Negara Indonesia sendiri tidak secara tegas melakukan tindakan boikot terhadap produk-produk pendukung genosida, tetapi masyarakat umum melakukan tindakan secara aktif dalam melakukan dukungan atas perjuangan Palestina selama ini.
Tindakan boikot masyarakat umum tidak hanya terjadi di dalam negeri, tetapi juga dilakukan oleh warga masyarakat di Malaysia dan negara-negara muslim lainnya di timur-tengah.
Hal tersebut dilakukan secara massif jika dilakukan dalam jangka panjang sedikit banyak tentunya akan melemahkan ekonomi negara zionis ini. Penindasan yang dilakukan dengan dalih mempertahankan kedaulatan zionis dengan dukungan negara besar tampaknya dapat dilawan dengan boikot secara massif dalam jangka panjang.

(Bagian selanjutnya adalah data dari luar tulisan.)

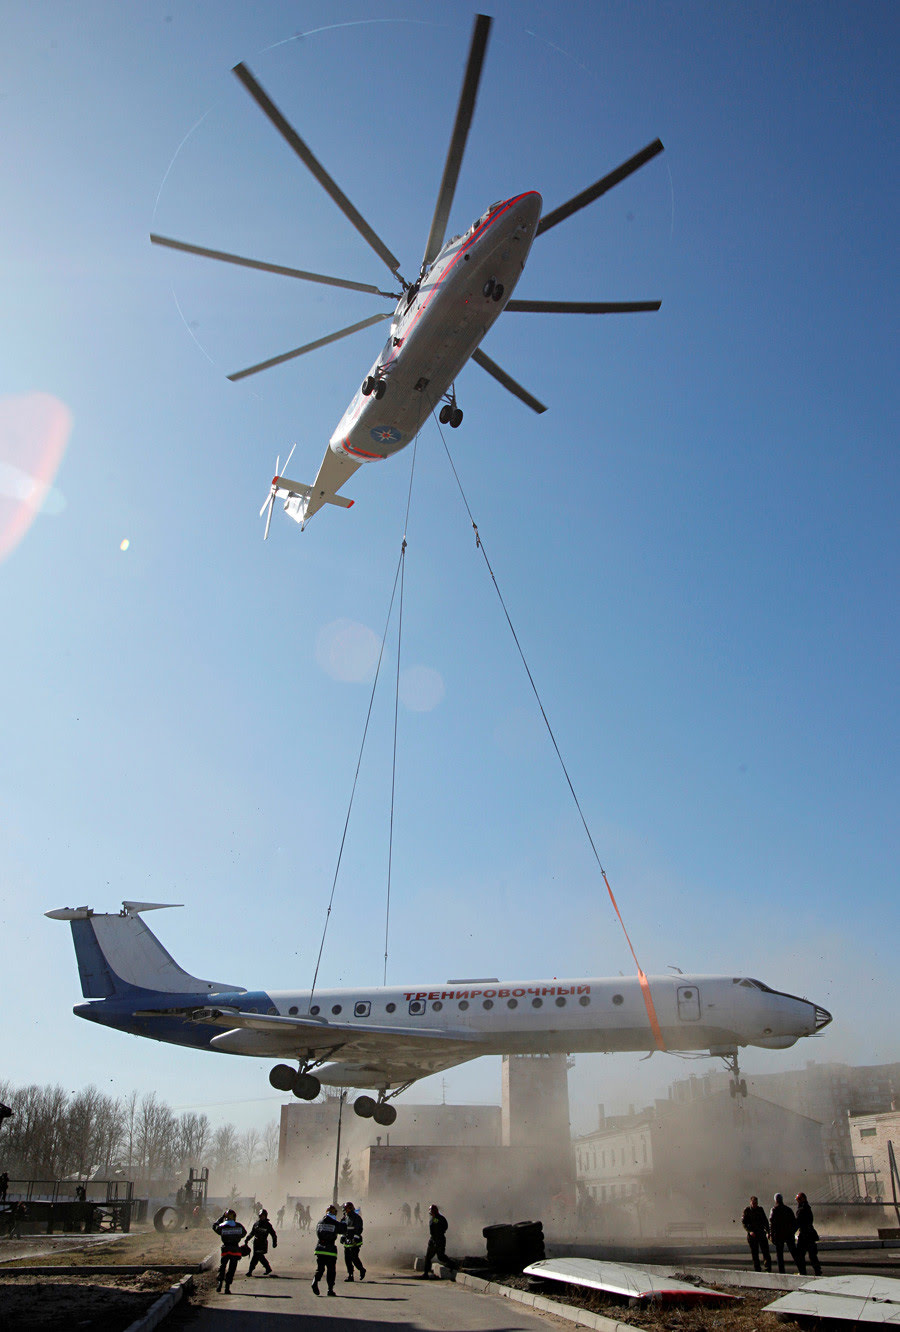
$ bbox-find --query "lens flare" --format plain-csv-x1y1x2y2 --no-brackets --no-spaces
0,393,72,561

Dalam konteks boikot kali ini memiliki dua kepentingan sekaligus: bahwa tindakan boikot terhadap perbuatan genosida di Bumi Palestina selain sebagai upaya penolakan atas perilaku dehumanisasi tersebut juga bermakna membangkitkan ekonomi dalam negeri Indonesia. Masyarakat mulai membiasakan diri dengan produk lokal Indonesia yang telah ada sejak puluhan tahun lalu.
Brand Lokal Indonesia
Di sektor produk air kemasan mineral lokal terdapat merek air minum kemasan Club milik Indofood, Le Minerale milik PT Mayora, Cleo milik PT Sariguna Primatirta, Air minum Pristine milik PT Sumber Wahana Tehno (Sinar Mas Group) dan masih banyak yang lain. Di bidang produk kecap terdapat merek lokal seperti: Kecap cap Jeruk (Surabaya), Kecap cap Laron (Tuban), kecap cap Udang Sari (Cirebon), kecap cap Sapi dan cap Anggur (Bandung), kecap cap Benteng SH (Tangerang), kecap cap Sawi (Kediri), ataupun kecap cap Hati Angsa (Medan) yang mudah diperoleh melalui platform online.

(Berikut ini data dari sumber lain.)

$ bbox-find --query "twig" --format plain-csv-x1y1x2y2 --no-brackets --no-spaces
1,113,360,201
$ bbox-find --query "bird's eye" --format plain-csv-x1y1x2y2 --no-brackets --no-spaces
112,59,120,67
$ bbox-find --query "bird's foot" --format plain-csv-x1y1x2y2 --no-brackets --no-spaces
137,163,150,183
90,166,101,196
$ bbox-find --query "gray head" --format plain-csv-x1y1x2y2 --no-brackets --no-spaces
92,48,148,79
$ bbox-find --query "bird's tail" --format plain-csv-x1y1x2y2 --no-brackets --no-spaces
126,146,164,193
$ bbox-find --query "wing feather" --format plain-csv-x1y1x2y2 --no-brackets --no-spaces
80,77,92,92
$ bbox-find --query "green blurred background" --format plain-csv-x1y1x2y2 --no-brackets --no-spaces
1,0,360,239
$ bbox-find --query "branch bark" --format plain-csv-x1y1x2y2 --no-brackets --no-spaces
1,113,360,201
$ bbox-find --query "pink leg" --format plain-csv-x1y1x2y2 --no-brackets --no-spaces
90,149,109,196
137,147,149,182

Kita juga telah mengenal produk-produk makanan Indofood, dan juga produk-produk makanan dan kebutuhan rumah tangga dari Wings Group. Produk-produk makanan cepat saji mulai CFC, D’Kriuk, Sabana, Lawless Burger, Burger Blenger, Burger Bangor, dan lainnya kini dapat menjadi pilihan pengganti produk-produk konsumsi makanan pendukung genosida sebagai bentuk boikot.
Kini saatnya bagi Kemenparekraf melalui kebijakan diplomasi gastro internasionalnya membangun ekonomi lokal dengan memperkenalkan produk lokal Indonesia di pentas produk makanan internasional.
Penutup
Tindakan boikot adalah pilihan logis dalam sebuah konflik atau sengketa internasional. Tindakan ini walau tanpa menggunakan jalur kekerasan bersenjata jika dilakukan secara aktif dan massif dapat menjadi senjata yang ampuh melawan adanya tindakan genosida.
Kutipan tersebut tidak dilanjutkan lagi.